一之輔さんが意外にも、笑えない噺を披露。
白酒さんも興が乗ったのか、終演予定を30分以上オーバーする会でした。
エレベーター 信楽
代脈 白酒
水屋の富 一之輔
仲入り
反対俥 一之輔
お化け長屋 白酒
2024年5月23日19時開演
日経ホール
一之輔さんの『水屋の富』
富くじを当てたのに人間不信のあまり結局当せん金を失うストーリー。
湯島天神の富くじで八百両もの大金を当て、いそいそと持ち帰る水屋さん。押し入れに天袋と隠し場所に難儀し、とうとう縁の下に隠すことに。
泥棒に入られる妄想が止まらず、いったんは大金を納めた天袋から引き上げるときに、神棚に悪態をつくくだりは、いかにもの一之輔さん。
商売に身が入らず得意先回りに遅刻し、道ゆく人やなじみのご近所が皆、自分のカネを狙っていると思い込む。
でも一之輔さんが演じるとノイローゼというよりは、気の毒なくらい神経質な人に見えて、苦い結末に後味の悪さというよりも悲哀を感じてしまう不思議。
「こんな話もあるということで」と二席目の冒頭にポツリ。
一之輔さんがこの噺を持っているのには意外性を感じましたが、同じ噺ばかり演っていると飽きてしまうのかもしれないですね。
年間900席の超絶売れっ子、いったいいつ稽古してるんだろ。
白酒さんの『お化け長屋』
住まっている近隣地域の悪口陰口は受けると、白酒さんならではのブラックな前段から。
これがかかると「もう夏か」ってな具合ですが、怪談ではなくおなじみの長屋噺。
物置代わりに空き家を好き放題使っている杢兵衛さん。ここに他人を住まわせてなるものかと怪談をでっち上げ、内見に来た借り主を追い返す。
だがふたり目に来た江戸っ子の職人は家賃がタダと聞いて、なぜそんな好条件なのかに耳を貸さず越してきてしまい……。
この悪だくみに協力させられるのは与太郎と、海苔屋の婆さん。
二人によるニセの怪奇演出のドタバタと、言葉遣いの妙味を生かしたサゲがいかにもの白酒さんでした。
まとめ
動きの多い演目の一之輔さんと、言語のカロリー高めな白酒さん。
案外この二人の二人会ってないですよね。
でもわかる、相性が合わなそうw
この企画は柳家三三さんが入る三人会ですが、白酒、一之輔どちらと組んでも違和感ない三三さんのバランサーっぷりね。

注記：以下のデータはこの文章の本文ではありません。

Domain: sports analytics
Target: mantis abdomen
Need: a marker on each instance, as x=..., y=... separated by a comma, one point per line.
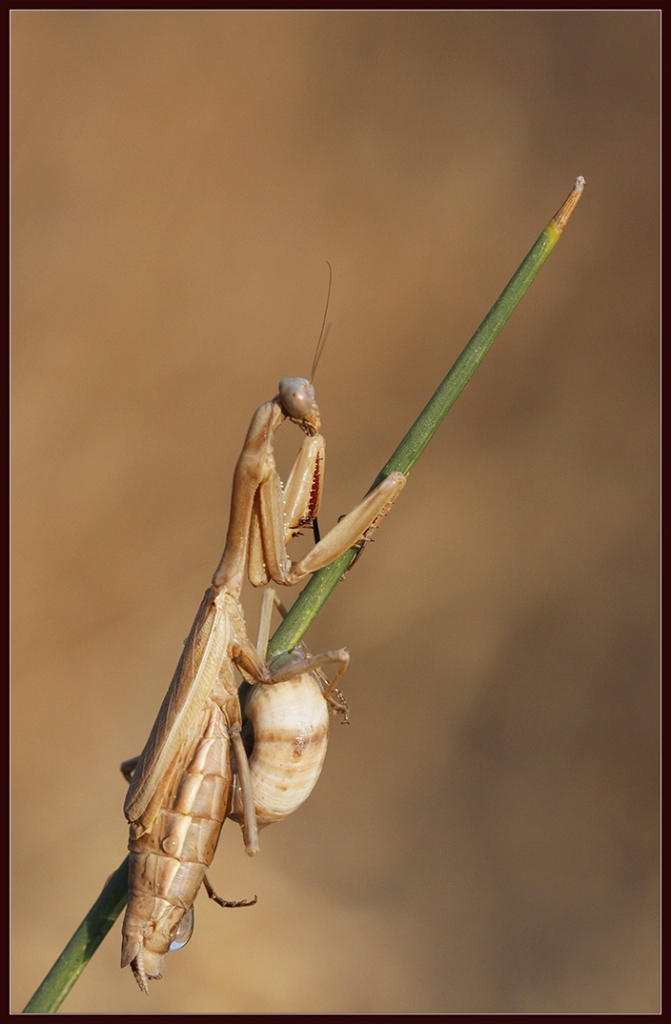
x=168, y=863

この日の一之輔さん、二席目は「となりのトトロ」の出囃子で登場。
一之輔さんの『反対俥』は新作ともいうべき改作で、年寄りの車夫の子どもを登場させるのが妙。
まくらで子どもさんと一緒に見る『金曜ロードショー』を振っていて、本編でサクマ式ドロップスのネタを織り込むあたりが凄いやね。
戦略的に「こうしてやろう」ではなく、頭の回転の速さがなせる業なんでしょうな。
どちらもたっぷり。平日に労働強制終了して聴く快感に浸りました。